In this retrospective cohort study, we assessed the efficacy of activated charcoal combined with mannitol in treating Haff disease. The hypothesis we hold is that this treatment is effective in decreasing serum creatine kinase (CK) and creatine kinase-muscle/brain (CK-MB) levels and relieving symptoms of Haff disease patients.

2. Methods

This study was approved by the Ethical Committee of Affiliated Hospital of Integrated Traditional Chinese and Western Medicine. This study did not interfere with treatments for these patients, and we did not obtain any additional samples or data from the patients. Hence, written informed consent was not required.

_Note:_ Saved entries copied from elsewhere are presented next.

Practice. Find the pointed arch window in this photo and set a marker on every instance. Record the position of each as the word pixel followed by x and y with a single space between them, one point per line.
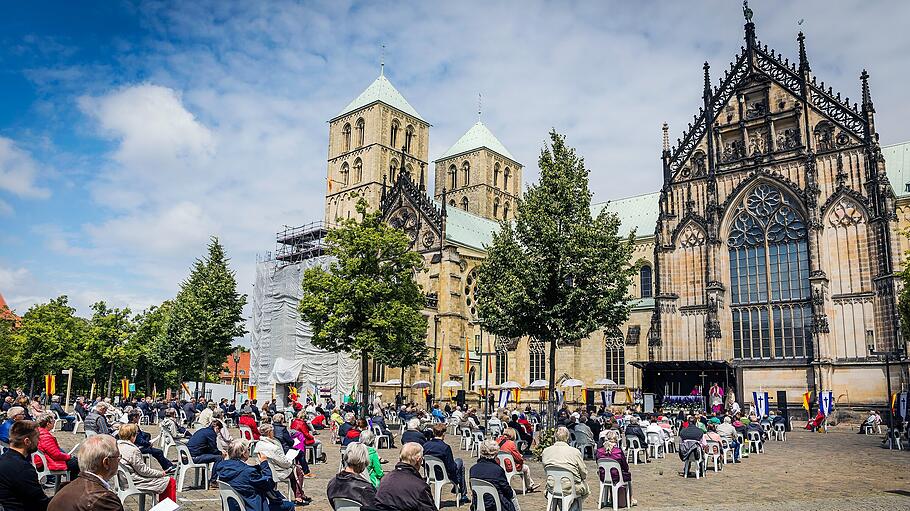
pixel 453 176
pixel 615 353
pixel 360 132
pixel 346 137
pixel 408 138
pixel 358 170
pixel 393 136
pixel 537 360
pixel 645 279
pixel 769 277
pixel 345 173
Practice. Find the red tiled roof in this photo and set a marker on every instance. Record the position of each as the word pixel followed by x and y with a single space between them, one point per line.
pixel 5 312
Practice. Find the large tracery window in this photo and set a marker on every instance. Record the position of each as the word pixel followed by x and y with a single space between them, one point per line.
pixel 615 348
pixel 769 278
pixel 538 360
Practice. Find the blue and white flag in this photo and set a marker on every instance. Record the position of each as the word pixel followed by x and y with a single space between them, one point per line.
pixel 826 402
pixel 761 403
pixel 504 397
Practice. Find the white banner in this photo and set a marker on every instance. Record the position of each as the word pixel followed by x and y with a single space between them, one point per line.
pixel 504 397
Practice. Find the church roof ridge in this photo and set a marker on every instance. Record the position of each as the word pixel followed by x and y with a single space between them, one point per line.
pixel 381 90
pixel 478 136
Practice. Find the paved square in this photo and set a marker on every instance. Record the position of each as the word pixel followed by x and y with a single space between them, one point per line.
pixel 839 470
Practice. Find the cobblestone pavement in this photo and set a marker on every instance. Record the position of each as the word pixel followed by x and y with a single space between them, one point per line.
pixel 810 471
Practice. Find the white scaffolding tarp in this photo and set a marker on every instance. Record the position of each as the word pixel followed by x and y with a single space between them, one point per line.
pixel 282 352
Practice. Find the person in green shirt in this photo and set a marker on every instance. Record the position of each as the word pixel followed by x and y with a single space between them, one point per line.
pixel 374 467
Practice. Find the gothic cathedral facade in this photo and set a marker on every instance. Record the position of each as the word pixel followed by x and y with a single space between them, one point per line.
pixel 767 259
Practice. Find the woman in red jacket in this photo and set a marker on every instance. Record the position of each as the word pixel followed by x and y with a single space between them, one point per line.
pixel 57 458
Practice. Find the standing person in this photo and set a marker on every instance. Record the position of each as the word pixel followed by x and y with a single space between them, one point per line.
pixel 145 477
pixel 454 466
pixel 405 487
pixel 98 462
pixel 486 469
pixel 19 487
pixel 563 456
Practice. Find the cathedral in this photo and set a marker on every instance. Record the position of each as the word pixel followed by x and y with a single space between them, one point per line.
pixel 767 258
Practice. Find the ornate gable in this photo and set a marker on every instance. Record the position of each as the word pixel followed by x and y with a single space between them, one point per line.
pixel 758 112
pixel 407 207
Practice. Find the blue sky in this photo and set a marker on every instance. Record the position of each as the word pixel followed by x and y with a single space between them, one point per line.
pixel 131 132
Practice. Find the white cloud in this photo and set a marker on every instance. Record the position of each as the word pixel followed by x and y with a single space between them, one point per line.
pixel 19 173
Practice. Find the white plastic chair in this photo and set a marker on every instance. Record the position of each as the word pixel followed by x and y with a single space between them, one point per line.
pixel 726 450
pixel 380 437
pixel 608 466
pixel 79 424
pixel 436 477
pixel 343 504
pixel 755 443
pixel 247 434
pixel 634 450
pixel 566 500
pixel 130 490
pixel 780 432
pixel 185 463
pixel 655 445
pixel 477 439
pixel 480 489
pixel 502 458
pixel 715 452
pixel 45 472
pixel 228 494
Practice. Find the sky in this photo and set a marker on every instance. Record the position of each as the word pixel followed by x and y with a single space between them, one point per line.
pixel 131 132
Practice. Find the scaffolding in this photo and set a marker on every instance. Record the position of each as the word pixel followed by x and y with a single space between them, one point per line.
pixel 296 244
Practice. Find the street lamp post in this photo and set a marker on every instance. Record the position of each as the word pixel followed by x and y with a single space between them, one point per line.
pixel 236 379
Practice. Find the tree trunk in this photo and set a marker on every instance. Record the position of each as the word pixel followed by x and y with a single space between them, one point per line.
pixel 110 380
pixel 365 383
pixel 205 368
pixel 551 394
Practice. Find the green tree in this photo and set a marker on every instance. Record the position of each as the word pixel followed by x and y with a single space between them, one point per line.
pixel 557 273
pixel 47 334
pixel 107 347
pixel 208 312
pixel 367 303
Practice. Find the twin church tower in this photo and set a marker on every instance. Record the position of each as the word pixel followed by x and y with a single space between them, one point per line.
pixel 379 132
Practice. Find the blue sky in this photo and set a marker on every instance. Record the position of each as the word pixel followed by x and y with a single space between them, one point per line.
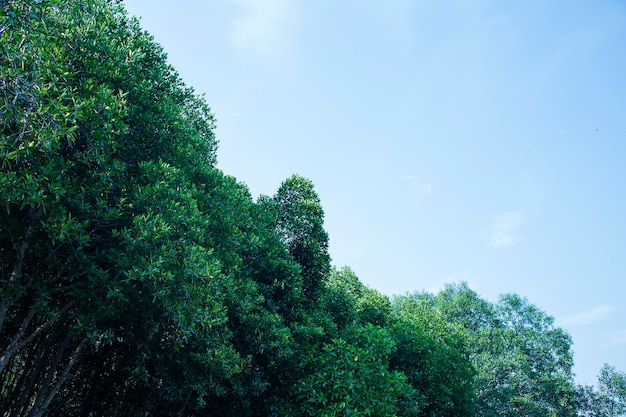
pixel 479 141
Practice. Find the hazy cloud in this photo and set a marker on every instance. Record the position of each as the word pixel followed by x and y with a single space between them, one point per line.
pixel 503 230
pixel 418 186
pixel 617 338
pixel 260 24
pixel 590 316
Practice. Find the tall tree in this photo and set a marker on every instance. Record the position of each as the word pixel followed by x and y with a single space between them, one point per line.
pixel 300 223
pixel 523 361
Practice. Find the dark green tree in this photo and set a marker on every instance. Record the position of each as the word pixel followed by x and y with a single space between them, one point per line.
pixel 300 223
pixel 523 361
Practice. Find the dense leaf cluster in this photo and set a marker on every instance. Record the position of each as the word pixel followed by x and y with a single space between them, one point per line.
pixel 136 279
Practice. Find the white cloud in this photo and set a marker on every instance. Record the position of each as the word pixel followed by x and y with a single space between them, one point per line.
pixel 261 23
pixel 503 230
pixel 589 316
pixel 616 338
pixel 419 187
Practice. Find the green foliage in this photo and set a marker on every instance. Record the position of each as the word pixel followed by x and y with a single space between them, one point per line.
pixel 351 377
pixel 523 362
pixel 434 356
pixel 300 223
pixel 137 279
pixel 607 398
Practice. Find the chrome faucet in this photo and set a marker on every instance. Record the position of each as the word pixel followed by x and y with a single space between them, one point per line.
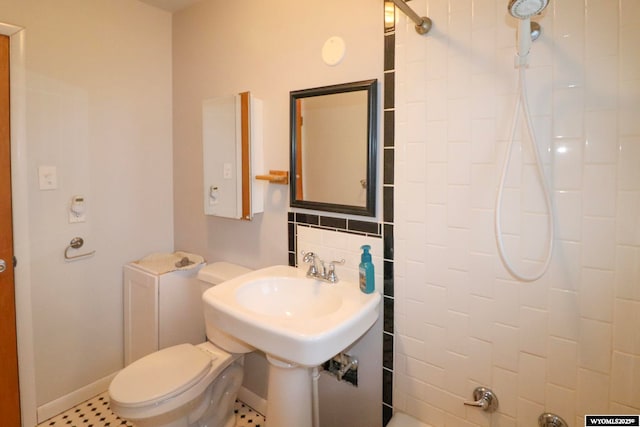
pixel 318 267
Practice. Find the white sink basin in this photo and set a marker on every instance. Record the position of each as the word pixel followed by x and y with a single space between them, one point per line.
pixel 289 316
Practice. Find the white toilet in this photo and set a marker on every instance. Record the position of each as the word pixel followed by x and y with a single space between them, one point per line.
pixel 185 385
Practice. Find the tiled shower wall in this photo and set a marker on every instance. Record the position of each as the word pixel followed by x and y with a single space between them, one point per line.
pixel 567 343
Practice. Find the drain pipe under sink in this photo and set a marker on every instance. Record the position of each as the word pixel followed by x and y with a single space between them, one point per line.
pixel 315 405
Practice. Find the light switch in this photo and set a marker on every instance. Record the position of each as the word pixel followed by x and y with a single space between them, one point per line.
pixel 47 177
pixel 226 172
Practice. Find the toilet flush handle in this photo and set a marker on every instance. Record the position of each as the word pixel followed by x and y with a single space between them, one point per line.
pixel 485 399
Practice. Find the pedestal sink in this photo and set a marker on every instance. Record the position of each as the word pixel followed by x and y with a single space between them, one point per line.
pixel 298 322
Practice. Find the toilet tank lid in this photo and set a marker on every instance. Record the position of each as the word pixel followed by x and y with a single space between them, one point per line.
pixel 218 272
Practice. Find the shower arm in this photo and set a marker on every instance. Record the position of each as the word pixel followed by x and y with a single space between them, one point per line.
pixel 423 24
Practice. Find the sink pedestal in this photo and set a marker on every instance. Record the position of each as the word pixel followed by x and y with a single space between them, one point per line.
pixel 289 395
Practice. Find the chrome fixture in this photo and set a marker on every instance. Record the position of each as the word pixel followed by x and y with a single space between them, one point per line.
pixel 318 268
pixel 551 420
pixel 485 399
pixel 76 243
pixel 423 24
pixel 523 9
pixel 527 30
pixel 344 367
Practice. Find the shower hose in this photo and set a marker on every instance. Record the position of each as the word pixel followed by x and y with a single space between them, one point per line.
pixel 522 102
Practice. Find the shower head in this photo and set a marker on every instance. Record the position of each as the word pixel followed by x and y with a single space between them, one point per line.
pixel 523 9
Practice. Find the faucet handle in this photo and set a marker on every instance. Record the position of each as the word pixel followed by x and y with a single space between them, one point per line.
pixel 331 275
pixel 308 257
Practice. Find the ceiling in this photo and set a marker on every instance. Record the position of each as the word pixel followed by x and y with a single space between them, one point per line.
pixel 170 5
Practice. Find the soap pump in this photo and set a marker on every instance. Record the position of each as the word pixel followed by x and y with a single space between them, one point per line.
pixel 367 277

2.1. Patients and Selection Criteria

From the Electronic Medical Record System at our hospital, we retrospectively reviewed 71 consecutive adult patients who ate boiled freshwater crayfish within 24 hours before onset of Haff disease admitted to our emergency department from June 2016 to August 2017. The diagnostic criteria for Haff disease were as follows: (1) patients presented with rhabdomyolysis-like symptoms, such as (sub)acute-onset myalgia, transient muscle weakness, or hematuria and (2) laboratory results revealed a fivefold or greater elevation in CK levels with an MB fraction < 5% [8]. The exclusion criteria included patients who had other diseases with elevated CK levels, such as acute coronary syndrome and who had a recent history of trauma or intense exercise and incomplete clinical data. Three patients were excluded: two patients had a recent history of trauma and one patient had incomplete clinical data. Ultimately, sixty-eight patients were enrolled in this study.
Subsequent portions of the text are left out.